Eve jammed her hands in her pockets, nodded. “Yeah, I was thinking the same.”

“Kill one—halving the time and effort—and allowing her to send proof of life and death to her sister. Bring grief, panic, and a desperation to save the remaining child.”

“And it’s a hell of a scenario.”

“It’s also a logical one.”

“From my take, too. Let’s hope she isn’t logical.”

But the idea weighed on her.

She thought of Stella, the woman who’d given birth to her. If she’d been left alone with Stella, she’d never have survived. Too much time and effort, as Teasdale said. Richard Troy, her biological father, had kept her alive. It hadn’t stopped him from hurting her, raping her, torturing her—but he’d kept her alive because he’d seen her as an investment.

Which direction would Maj Borgstrom take?

She went back into the living area. “Listen up. Teasdale and Slattery will take over for Jenkinson and Reineke. Peabody, contact them, let them know—and tell them to pick up two more of those toys on their way here. We’ll keep communication open and complete between our team and the agents. Everything we know, they know.”

“Agent Slattery and I will afford your team the same cooperation,” Teasdale added. “We’ll move the MacDermits to a safe house in this area, to aid in that cooperation. We are, even now, in contact with Global re the suspect, and any and all information gleaned from that will be shared.”

“I’d like to have one of those boosted units,” Slattery said. “Our location will mean we may be able to pick up a signal.”

“Feeney, show Agent Slattery how that thing works. Peabody, have Jenkinson pick up four of those things. We’ll get a second one to you,” she told Teasdale.

“Callender will show you,” Feeney told Slattery, as he rose and moved over to Eve. “Roarke’s going to get us more data. I don’t know if it’ll add much, but we’ll have it. And he’s coming in.”

“I don’t—”

“I can use him,” Feeney interrupted. “Another big brain wired for e-work. And it’s his toy, Dallas. She’s had those kids better than fifteen hours now, and not a peep out of her.”

“Okay. You need him, you’ve got him. Right now, Baxter, take the unit we have left, take a walk. We’re going to cover the mile radius continually. The kid’s going to try to reach out sometime.”

HE ALREADY HAD, ONCE FROM INSIDE THE FORT, AND AGAIN after Gala tended to his cut. They didn’t have medicine or bandages like at home, but he’d remembered playing war with Daddy. Daddy had been wounded in a battle and showed Henry how to tie a cloth around his arm. He said it was a field dress. It didn’t make sense because it didn’t look like a dress. But the cut felt better when Gala tied a towel around it.

He was afraid she’d cut him with the knife again, or cut Gala. He was more afraid maybe she was an evil witch vampire because she’d licked his blood right off the knife. He’d snuck out of bed one night and seen part of a vid his daddy watched about vampires. And had nightmares after it.
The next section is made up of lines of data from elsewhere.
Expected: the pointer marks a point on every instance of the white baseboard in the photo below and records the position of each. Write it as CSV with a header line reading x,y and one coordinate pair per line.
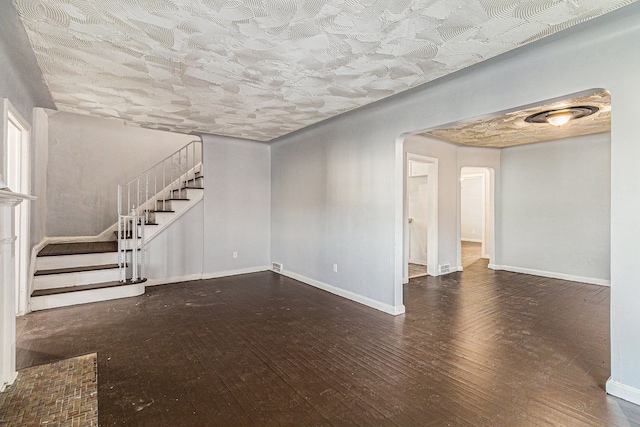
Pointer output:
x,y
552,275
389,309
174,279
623,391
226,273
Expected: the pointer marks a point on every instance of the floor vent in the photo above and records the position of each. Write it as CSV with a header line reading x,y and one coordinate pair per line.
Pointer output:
x,y
276,267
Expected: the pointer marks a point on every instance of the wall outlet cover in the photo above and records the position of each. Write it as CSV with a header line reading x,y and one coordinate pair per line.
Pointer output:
x,y
276,267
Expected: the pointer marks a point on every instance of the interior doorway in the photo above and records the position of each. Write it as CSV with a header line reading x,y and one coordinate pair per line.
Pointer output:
x,y
421,216
417,194
17,167
476,214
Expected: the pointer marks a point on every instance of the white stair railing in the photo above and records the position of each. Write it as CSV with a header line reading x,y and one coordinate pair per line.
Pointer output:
x,y
150,192
131,247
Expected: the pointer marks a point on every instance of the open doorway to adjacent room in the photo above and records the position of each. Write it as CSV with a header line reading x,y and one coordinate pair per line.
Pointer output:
x,y
421,215
476,214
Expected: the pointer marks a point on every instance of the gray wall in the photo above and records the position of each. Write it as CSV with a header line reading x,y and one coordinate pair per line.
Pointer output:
x,y
88,158
39,163
237,203
332,203
555,211
334,198
20,77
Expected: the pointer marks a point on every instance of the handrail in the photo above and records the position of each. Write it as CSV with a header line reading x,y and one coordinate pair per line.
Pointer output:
x,y
148,193
165,180
195,141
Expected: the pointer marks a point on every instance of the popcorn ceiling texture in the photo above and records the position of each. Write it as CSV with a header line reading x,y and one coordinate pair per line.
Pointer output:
x,y
511,129
262,69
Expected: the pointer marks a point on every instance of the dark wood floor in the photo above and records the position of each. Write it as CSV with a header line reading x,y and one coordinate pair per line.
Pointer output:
x,y
474,348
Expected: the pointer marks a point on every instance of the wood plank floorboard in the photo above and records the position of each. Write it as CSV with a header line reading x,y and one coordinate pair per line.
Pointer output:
x,y
478,348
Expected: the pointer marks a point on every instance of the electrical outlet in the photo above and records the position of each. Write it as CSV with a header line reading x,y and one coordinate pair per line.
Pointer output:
x,y
277,267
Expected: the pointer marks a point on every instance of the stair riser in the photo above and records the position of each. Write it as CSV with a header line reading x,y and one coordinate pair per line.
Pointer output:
x,y
71,261
83,297
62,280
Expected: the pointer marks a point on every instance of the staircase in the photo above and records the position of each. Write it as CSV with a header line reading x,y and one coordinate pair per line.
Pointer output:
x,y
82,272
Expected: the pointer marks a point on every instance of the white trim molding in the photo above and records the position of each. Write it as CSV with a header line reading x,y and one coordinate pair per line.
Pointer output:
x,y
218,274
623,391
386,308
174,279
552,275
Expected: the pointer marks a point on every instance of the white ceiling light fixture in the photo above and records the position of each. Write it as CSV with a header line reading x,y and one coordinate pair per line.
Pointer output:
x,y
562,116
506,129
260,70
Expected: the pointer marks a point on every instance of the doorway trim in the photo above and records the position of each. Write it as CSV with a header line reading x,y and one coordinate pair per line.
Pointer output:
x,y
432,213
488,204
21,269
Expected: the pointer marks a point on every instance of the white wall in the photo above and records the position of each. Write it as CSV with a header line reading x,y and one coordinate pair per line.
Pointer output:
x,y
237,205
326,175
471,207
555,210
177,252
88,157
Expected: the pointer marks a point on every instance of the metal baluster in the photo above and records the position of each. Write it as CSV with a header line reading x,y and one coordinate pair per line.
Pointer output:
x,y
146,199
155,190
180,170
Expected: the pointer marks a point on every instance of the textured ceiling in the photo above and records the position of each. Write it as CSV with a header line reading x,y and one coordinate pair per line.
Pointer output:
x,y
260,69
511,129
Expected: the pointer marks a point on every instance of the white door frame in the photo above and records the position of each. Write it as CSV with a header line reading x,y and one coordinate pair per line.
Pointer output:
x,y
22,211
488,222
432,214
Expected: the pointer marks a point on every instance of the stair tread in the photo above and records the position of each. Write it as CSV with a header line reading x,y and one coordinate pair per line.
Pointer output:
x,y
68,289
75,269
78,248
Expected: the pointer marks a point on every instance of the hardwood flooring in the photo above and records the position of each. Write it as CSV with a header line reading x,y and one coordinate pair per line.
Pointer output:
x,y
478,348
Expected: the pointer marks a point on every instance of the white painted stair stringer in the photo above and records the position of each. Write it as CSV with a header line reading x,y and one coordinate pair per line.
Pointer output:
x,y
80,260
77,278
94,295
179,207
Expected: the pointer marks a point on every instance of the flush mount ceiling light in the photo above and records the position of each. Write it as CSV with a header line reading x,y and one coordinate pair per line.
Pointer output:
x,y
561,116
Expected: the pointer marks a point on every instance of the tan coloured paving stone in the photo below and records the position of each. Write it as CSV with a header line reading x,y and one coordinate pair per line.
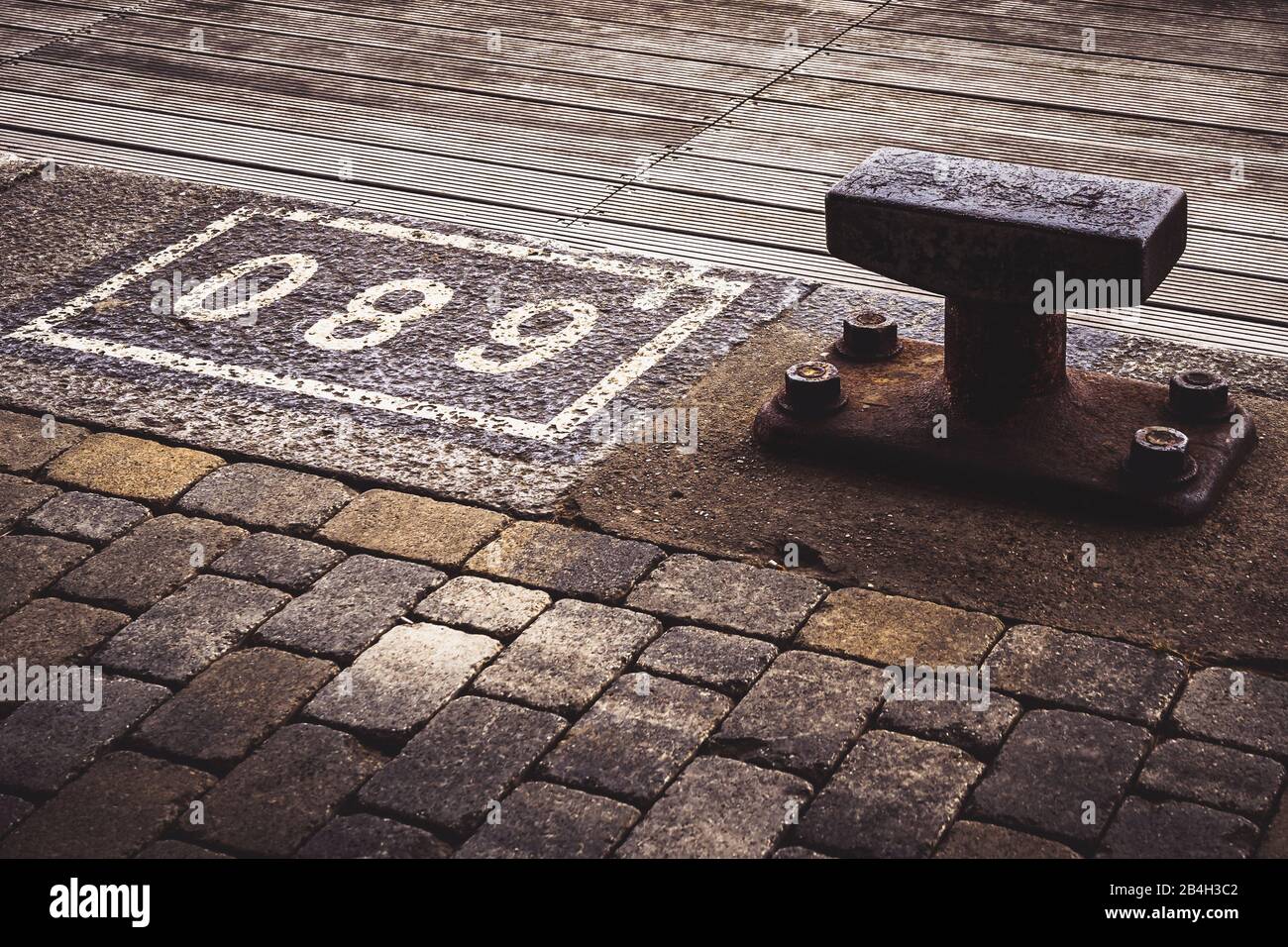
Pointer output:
x,y
889,630
412,527
130,467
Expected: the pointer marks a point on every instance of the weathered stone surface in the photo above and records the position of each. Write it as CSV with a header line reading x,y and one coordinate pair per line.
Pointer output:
x,y
150,562
24,446
802,714
954,722
402,681
232,705
477,604
568,656
88,517
722,661
119,805
469,755
29,564
412,527
983,840
1085,673
1052,766
719,808
768,603
52,631
267,497
540,819
183,633
893,796
351,607
130,467
889,630
635,738
270,558
1214,776
568,562
372,836
43,744
1176,830
283,791
1236,707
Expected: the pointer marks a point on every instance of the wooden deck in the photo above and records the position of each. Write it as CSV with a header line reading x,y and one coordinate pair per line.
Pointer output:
x,y
707,131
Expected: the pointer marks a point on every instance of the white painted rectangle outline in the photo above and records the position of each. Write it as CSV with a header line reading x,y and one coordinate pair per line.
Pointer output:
x,y
597,397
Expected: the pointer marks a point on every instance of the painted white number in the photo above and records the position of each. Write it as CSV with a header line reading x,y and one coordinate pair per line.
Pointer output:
x,y
384,325
536,348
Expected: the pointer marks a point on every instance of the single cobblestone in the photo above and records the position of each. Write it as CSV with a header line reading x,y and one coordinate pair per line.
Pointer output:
x,y
1214,776
119,805
150,562
568,562
1236,707
1176,830
469,755
413,527
183,633
635,738
1083,673
351,607
52,631
88,517
284,562
893,796
43,744
802,714
719,808
130,467
283,791
1052,766
372,836
889,630
231,706
713,659
267,497
540,819
568,656
402,681
767,603
478,604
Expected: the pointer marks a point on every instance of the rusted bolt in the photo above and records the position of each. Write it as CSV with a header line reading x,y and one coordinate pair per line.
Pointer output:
x,y
1159,457
811,388
1199,394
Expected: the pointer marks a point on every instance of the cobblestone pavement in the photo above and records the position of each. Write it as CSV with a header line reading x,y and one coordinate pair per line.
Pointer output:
x,y
297,667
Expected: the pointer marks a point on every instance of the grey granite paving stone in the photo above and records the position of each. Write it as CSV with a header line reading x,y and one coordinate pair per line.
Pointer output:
x,y
568,562
183,633
282,792
802,714
471,754
266,497
1061,775
568,656
1214,776
767,603
1085,673
43,744
893,797
719,808
270,558
713,659
351,607
402,681
540,819
1176,830
635,738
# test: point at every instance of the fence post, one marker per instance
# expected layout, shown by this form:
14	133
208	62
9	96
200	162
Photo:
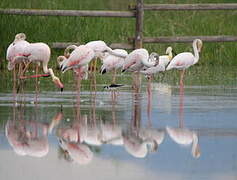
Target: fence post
139	24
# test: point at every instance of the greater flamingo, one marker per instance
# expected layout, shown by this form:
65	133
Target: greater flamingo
139	58
160	67
112	63
138	147
184	136
39	53
15	48
184	60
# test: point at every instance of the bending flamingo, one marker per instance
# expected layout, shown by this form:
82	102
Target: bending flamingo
39	53
112	63
184	136
15	48
139	58
160	67
184	60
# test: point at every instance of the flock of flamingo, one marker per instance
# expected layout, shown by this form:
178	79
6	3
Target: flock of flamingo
78	58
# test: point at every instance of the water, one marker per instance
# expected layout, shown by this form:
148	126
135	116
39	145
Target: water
93	135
Maybe she’d make him and Gala vampires, too.

They had to get away.

But no one answered when he called out for help.

CHAPTER SIX

Not an apartment, Eve thought as she hammered away at possible locations. Not a condo. Possibly a small building, lower-level unit, but most probably a detached unit, a house.

Somewhere she could get two kids inside without showing up on building security, without worrying about neighbors.
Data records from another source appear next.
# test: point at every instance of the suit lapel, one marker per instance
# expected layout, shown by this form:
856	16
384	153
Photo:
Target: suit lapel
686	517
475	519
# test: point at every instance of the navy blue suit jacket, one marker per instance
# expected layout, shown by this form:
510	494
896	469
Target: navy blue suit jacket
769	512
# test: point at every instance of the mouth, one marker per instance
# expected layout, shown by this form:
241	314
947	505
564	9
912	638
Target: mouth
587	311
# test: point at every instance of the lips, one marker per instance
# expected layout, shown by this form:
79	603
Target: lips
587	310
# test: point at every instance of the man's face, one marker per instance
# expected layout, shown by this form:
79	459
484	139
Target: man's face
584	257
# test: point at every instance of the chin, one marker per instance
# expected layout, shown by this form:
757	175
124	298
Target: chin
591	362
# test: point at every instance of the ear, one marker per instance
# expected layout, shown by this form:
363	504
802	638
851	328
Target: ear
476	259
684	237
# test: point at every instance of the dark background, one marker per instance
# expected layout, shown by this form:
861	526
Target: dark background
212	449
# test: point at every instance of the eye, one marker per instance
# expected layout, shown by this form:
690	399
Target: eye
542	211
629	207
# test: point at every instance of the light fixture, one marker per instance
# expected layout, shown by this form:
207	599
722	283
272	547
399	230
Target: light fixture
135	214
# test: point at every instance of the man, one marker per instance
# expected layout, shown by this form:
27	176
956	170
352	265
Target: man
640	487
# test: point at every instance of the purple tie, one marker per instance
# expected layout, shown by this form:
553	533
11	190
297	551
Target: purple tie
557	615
Would she keep the kids restrained? That didn’t seem practical, and wouldn’t explain why she’d taken clothes and toys.

If she bound them, she’d have to let them loose for the bathroom, for food.
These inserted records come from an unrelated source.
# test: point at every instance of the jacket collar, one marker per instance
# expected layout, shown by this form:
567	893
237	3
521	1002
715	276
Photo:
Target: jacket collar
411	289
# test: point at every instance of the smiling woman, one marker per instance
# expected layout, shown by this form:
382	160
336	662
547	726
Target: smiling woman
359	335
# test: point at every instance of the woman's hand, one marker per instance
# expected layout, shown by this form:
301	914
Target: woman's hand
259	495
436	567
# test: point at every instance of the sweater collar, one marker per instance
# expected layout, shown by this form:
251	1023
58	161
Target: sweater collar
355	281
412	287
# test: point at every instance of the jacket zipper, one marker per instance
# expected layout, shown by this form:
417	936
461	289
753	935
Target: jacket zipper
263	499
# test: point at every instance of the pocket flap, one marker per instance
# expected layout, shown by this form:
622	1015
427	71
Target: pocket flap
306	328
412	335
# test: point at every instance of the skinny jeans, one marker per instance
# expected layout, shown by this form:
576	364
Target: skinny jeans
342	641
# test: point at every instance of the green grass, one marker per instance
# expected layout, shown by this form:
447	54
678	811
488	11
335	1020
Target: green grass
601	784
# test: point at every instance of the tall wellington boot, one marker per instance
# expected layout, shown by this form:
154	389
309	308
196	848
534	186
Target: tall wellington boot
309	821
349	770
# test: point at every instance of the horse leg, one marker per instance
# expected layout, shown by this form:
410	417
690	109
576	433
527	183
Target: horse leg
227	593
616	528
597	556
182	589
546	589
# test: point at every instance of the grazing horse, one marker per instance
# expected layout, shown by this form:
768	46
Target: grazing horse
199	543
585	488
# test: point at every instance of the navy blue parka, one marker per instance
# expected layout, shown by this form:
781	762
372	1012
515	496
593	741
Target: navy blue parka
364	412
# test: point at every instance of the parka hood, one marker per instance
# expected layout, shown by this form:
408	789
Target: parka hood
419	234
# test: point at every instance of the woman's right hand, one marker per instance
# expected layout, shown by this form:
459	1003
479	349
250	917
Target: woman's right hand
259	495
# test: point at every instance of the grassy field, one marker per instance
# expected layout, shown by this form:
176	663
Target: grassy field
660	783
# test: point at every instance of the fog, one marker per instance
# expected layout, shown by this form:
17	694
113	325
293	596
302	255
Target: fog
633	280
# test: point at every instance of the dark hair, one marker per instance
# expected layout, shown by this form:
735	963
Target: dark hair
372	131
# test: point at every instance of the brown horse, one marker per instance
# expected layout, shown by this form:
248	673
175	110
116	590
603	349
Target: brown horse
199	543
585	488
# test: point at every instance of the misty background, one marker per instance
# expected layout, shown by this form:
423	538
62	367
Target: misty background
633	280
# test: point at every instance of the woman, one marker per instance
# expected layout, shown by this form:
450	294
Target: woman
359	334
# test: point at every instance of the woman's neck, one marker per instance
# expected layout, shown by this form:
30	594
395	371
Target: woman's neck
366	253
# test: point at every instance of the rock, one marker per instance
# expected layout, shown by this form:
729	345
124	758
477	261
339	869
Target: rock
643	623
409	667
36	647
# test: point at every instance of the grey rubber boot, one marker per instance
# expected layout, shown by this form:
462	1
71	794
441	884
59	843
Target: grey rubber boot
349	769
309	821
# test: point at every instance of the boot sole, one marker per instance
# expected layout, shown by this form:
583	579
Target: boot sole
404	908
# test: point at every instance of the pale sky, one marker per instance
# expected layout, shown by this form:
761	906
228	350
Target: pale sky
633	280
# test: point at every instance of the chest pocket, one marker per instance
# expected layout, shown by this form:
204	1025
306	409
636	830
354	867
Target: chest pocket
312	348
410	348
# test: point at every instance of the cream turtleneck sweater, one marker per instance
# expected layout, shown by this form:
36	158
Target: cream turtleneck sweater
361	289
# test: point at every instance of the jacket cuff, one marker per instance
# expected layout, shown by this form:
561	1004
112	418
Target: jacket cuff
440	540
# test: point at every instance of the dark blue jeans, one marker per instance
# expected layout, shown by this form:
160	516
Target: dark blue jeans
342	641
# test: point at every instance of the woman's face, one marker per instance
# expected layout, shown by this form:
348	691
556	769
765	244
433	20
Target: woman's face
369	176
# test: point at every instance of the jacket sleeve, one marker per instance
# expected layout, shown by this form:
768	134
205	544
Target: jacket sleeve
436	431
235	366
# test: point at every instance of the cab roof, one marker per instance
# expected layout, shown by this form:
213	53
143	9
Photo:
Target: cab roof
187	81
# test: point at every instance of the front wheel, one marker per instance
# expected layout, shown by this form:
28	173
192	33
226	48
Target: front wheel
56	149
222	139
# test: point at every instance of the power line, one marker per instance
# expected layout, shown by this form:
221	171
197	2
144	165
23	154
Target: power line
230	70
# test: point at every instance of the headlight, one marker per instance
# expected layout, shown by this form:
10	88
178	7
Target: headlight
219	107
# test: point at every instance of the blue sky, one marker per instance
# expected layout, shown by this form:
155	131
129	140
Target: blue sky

“She wouldn’t see a couple of seven-year-olds as a risk, right? She’s bigger, stronger, and kids tend to do what an authority figure tells them. Especially if they’re scared.”

She had, until the end, until the pain and the terror he meant to kill her overcame everything else. But Eve wasn’t sure it applied for all or most, so she glanced at Peabody for confirmation.

“I’ve got a couple cousins who could have taken an adult down and left him begging for mercy when they were seven, but generally? Yeah. The adult’s in charge, in control.”

“So she probably doesn’t have them restrained—or if she has, they’re still free enough to play—or why take stuff? A room, a locked room, closed off—and she couldn’t put a couple of kids in a room near where other people live and work. Windows,” she added. “You could use privacy shields, but it’s risky.”

“A basement?”

“Maybe. A tightly sealed room, probably without windows or boarded and shielded windows. One door’s the smartest. She has to have easy access to it. And it has to be somewhere some bystander couldn’t wander into. We recanvass, a mile radius from the garage. I want officers paying attention to any single residences, any vacant buildings.

“She could, and likely did, walk around this neighborhood. People were used to seeing the sister, and wouldn’t think twice. She probably shopped around here, ate around here. On the recording, the kid said, ‘It says second.’ Second Avenue? He could’ve seen a street sign out the window. Let’s focus there.”